Storage Manager Details
  • Responsibilities:

    • Interface between low-level data storage and applications/queries.

    • Translates DML statements into file operations.

    • Stores, retrieves, and updates data.

  • Data structures managed: data files, data dictionary (metadata), indices for fast access.

Query Processor Details
  • Components:

    • DDL Interpreter: processes DDL statements and updates the data dictionary.

    • DML Compiler: translates DML into an evaluation plan understood by the query engine.

    • Query Evaluation Engine: executes the low-level instructions.


Client-Server Architectures

  • Two-tier (client-server) architecture:

    • Tier 1: Client – manages user interface and applications.

    • Tier 2: Database server – holds database and DBMS; performs server-side validation and data access.

  • Advantages of two-tier:

    • Wider access to databases.

    • Increased performance and potential cost reductions.

    • Reduced client hardware costs and communication costs.

    • Improved consistency.

Three-Tier Client Architecture
  • Evolution to three layers to address scalability:

    • Tier 1: Client – user interface.

    • Tier 2: Application server – business logic and data processing logic.

    • Tier 3: Database server – data validation and database access.

  • Advantages of three-tier:

    • Client can have lighter hardware.

    • Centralized application maintenance.

    • Easier modification or replacement of one tier with minimal impact on others.

    • Better support for load balancing and web environments.


Practical Connections and Real-World Relevance

  • Relational model provides a flexible, scalable basis for modern database systems used across industries.

  • Separation of concerns (schema vs data, external vs conceptual vs internal) enables evolution: you can change how data is stored without breaking applications.

  • Integrity constraints and normalization principles protect data quality and consistency in real-world systems.

  • Understanding keys, constraints, and update propagation is essential for reliable database design and maintenance.


Quick Reference Concepts (Recap)

  • Data model, schema, instance/state, intension vs extension.

  • ER model, entities, relationships, relationship sets.

  • Relational model: relations, attributes, domains, tuples, keys, and constraints.

  • Keys: superkey, candidate key, primary key, alternate keys, foreign key.

  • NULL values and their meanings.

  • Integrity constraints: entity, referential, domain, semantic.

  • Update operations and cascading effects.

  • Schema diagrams and example schemas (e.g., COMPANY).

  • Three-schema architecture (external/conceptual/internal) and data independence.

  • DBMS architecture: storage manager, query processor, and their subcomponents.

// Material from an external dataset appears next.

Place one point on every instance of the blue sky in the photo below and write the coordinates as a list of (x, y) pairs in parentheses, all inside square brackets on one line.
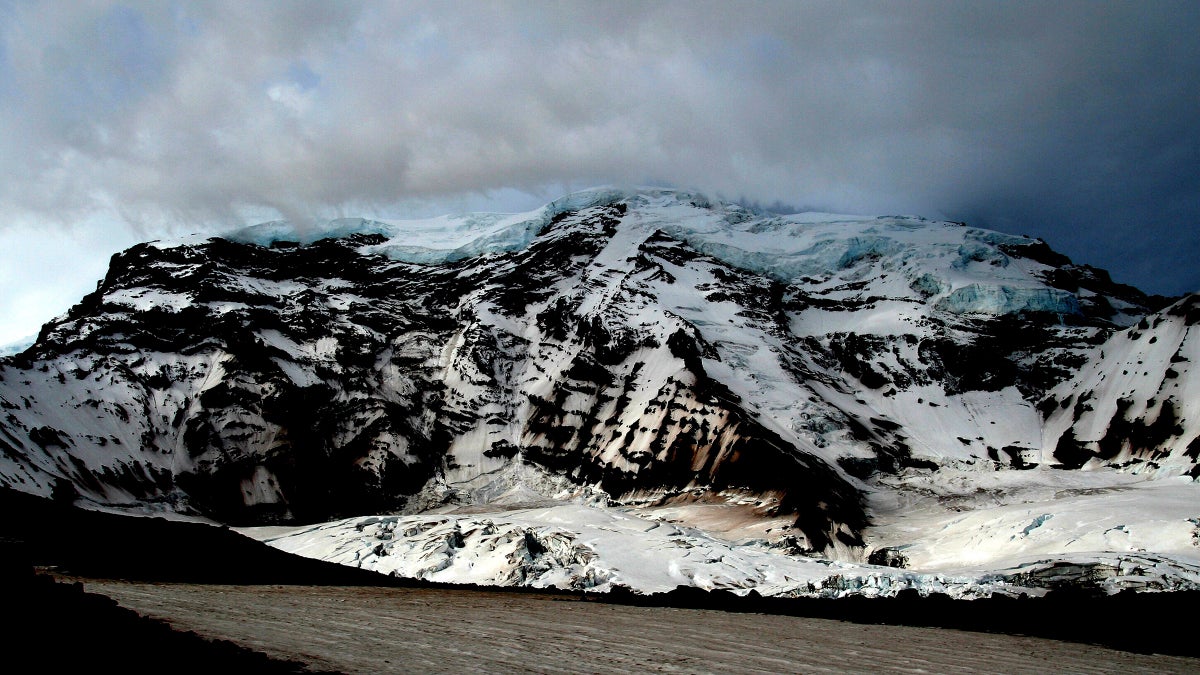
[(1074, 121)]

  • Client-server architectures: two-tier and three-tier, with associated advantages.

  • Declarative vs procedural languages; SQL as an example of a high-level language.

  • Examples of relational schemas and relations from the transcript (e.g., EMPLOYEE, DEPARTMENT, PROJECT, WORKS_ON) to illustrate keys and constraints.

Note: An explicit example mentioned in the material is the constraint: the max hours per employee on all projects is 56 hours per week, illustrating semantic integrity constraints.